Fourier transform frequency resolution

In summary, the sampling rate (N and/or T) restricts the maximal frequency that can be measured. However, the Fourier transform of a sampled signal usually contains much less information than a continuous signal, because the continuous signal is assumed to be bandwidth limited to the Nyquist frequency.
  • #1
Wox
70
0
If I have a signal, sampled at [itex]N[/itex] data points with a time-interval of [itex]T[/itex], does this restrict the frequency resolution I can obtain in Fourier space?

I understand that from the Nyquist-Shannon sampling theorem it follows that all information on the Fourier transform of a [itex]T[/itex]-sampled signal is mapped in the frequency interval [itex][-\frac{1}{2T},\frac{1}{2T}][/itex]. Hence the sampling rate restricts the maximal frequency that can be measured (if there are higher frequencies, you get aliasing effects).

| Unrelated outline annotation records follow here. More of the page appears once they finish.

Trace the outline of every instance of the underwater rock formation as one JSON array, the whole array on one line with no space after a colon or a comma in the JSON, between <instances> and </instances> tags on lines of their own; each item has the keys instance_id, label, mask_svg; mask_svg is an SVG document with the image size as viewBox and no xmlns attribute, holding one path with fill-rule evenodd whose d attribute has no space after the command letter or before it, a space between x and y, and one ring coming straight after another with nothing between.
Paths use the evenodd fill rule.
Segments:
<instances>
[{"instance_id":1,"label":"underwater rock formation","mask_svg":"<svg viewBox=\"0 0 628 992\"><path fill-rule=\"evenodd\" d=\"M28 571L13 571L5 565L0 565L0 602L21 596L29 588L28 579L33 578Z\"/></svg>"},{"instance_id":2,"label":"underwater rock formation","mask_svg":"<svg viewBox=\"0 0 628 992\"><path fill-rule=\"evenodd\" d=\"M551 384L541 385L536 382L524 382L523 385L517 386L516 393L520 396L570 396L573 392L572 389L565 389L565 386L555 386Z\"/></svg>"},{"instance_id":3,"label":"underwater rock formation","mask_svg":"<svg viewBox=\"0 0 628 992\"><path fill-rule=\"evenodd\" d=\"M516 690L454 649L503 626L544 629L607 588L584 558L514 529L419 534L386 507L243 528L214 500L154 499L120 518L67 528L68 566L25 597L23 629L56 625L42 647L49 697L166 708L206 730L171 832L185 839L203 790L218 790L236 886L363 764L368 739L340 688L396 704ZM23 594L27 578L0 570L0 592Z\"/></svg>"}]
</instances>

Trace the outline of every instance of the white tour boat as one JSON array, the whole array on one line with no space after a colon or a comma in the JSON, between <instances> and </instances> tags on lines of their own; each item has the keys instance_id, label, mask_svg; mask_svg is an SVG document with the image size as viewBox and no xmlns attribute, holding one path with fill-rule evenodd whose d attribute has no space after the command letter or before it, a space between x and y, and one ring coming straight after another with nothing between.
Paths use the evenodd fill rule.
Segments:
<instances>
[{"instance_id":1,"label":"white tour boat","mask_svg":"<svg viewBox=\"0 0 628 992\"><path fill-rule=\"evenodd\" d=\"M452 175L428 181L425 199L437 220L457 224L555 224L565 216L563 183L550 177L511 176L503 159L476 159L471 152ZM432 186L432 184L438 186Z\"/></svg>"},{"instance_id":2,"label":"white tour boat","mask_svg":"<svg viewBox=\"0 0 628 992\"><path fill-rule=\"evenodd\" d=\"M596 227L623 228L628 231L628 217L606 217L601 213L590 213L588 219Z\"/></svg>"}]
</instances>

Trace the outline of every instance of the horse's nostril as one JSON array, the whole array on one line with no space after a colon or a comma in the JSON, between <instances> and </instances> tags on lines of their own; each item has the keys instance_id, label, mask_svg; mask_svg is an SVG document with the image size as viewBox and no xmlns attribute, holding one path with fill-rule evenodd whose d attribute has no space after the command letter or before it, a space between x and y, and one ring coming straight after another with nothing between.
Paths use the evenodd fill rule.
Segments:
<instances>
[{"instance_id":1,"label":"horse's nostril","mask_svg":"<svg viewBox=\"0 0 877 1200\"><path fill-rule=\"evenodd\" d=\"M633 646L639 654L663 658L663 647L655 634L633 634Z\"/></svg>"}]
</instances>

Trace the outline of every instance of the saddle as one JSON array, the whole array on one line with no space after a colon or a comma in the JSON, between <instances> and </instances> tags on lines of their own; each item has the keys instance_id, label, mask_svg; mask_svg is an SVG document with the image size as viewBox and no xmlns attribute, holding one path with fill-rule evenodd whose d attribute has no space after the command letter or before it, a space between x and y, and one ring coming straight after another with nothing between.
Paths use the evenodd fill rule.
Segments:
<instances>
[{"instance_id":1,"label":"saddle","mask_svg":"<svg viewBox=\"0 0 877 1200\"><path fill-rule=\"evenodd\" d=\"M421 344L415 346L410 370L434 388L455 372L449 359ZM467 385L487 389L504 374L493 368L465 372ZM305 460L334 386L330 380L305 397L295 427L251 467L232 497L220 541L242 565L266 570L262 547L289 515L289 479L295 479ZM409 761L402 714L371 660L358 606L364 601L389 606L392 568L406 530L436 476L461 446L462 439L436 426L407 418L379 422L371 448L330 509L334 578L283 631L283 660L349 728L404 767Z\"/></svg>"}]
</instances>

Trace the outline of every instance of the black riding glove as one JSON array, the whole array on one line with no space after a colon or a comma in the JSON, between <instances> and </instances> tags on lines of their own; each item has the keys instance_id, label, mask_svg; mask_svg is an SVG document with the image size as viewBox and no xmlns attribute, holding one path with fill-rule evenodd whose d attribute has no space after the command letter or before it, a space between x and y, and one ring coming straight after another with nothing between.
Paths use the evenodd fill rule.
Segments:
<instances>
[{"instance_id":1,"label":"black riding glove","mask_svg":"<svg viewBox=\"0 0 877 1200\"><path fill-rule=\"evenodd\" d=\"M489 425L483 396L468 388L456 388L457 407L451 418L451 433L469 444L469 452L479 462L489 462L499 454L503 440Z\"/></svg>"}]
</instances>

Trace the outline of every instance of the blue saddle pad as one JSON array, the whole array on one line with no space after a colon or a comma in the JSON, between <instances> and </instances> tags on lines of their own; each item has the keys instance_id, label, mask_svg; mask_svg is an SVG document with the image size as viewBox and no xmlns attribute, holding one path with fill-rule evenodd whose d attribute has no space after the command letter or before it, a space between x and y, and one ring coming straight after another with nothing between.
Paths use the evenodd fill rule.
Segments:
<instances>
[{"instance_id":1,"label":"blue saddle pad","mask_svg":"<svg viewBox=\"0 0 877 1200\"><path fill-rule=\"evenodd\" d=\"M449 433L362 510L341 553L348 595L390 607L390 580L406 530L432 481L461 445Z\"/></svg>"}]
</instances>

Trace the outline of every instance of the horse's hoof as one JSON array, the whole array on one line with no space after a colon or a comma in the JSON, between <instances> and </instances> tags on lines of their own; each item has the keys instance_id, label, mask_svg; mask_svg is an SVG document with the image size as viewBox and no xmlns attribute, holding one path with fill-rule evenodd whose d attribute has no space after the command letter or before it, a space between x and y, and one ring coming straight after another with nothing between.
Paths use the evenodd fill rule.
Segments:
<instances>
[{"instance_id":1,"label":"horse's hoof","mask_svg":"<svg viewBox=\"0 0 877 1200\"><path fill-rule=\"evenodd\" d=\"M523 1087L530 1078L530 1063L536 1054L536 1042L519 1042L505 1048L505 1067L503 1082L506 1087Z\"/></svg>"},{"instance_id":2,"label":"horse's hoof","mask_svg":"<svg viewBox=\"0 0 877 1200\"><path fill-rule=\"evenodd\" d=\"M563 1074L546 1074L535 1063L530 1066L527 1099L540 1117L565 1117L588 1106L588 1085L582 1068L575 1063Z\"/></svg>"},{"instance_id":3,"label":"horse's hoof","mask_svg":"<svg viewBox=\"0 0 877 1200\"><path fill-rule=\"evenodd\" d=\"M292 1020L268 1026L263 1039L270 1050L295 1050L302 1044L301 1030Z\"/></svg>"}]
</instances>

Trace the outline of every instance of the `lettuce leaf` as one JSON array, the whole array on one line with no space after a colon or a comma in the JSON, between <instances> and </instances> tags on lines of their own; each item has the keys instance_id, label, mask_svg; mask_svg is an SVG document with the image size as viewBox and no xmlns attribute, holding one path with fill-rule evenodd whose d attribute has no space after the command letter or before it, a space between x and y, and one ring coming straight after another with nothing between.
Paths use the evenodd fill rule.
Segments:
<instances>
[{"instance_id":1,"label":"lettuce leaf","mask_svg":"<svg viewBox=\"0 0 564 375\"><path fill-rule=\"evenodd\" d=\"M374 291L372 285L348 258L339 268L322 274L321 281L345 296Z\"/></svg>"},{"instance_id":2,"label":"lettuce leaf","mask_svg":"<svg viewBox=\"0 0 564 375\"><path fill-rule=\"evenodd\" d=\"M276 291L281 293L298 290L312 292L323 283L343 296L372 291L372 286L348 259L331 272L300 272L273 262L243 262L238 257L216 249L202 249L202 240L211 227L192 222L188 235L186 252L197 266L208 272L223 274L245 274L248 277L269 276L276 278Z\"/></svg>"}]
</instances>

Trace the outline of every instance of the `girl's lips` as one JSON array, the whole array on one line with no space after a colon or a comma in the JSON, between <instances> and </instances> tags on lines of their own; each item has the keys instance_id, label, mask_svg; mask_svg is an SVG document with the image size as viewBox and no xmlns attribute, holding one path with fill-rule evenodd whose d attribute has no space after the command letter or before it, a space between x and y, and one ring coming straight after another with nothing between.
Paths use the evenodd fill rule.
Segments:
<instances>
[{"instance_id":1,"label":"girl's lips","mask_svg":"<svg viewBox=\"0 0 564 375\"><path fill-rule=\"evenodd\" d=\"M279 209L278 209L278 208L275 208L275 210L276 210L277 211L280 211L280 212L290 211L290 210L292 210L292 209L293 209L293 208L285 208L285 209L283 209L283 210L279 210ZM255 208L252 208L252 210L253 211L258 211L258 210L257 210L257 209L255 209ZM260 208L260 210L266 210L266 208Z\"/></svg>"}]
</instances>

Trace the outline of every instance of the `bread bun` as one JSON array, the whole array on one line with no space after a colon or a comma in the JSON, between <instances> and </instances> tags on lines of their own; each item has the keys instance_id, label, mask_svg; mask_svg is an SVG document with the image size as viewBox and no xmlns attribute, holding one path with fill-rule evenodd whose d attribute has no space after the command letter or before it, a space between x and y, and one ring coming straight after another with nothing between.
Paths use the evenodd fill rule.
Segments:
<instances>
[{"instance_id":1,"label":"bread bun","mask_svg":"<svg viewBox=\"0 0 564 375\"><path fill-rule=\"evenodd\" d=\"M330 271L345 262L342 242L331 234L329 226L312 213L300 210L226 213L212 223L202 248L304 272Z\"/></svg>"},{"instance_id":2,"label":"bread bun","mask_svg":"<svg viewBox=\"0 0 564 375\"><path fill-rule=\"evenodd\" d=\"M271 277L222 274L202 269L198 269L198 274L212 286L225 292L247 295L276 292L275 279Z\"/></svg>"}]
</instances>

However it is not clear to me how the frequency resolution is limited by [itex]N[/itex] and/or [itex]T[/itex]. Typical FFT algorithms return as many data points in Fourier space as there are data points in real space. Taking into account the [itex][-\frac{1}{2T},\frac{1}{2T}][/itex] limits it follows that the frequency resolution is in this case [itex]\frac{1}{NT}[/itex]. But is there a fundamental reason for having as many data points in Fourier space as there are data points in real space, or is this just convenient to implement?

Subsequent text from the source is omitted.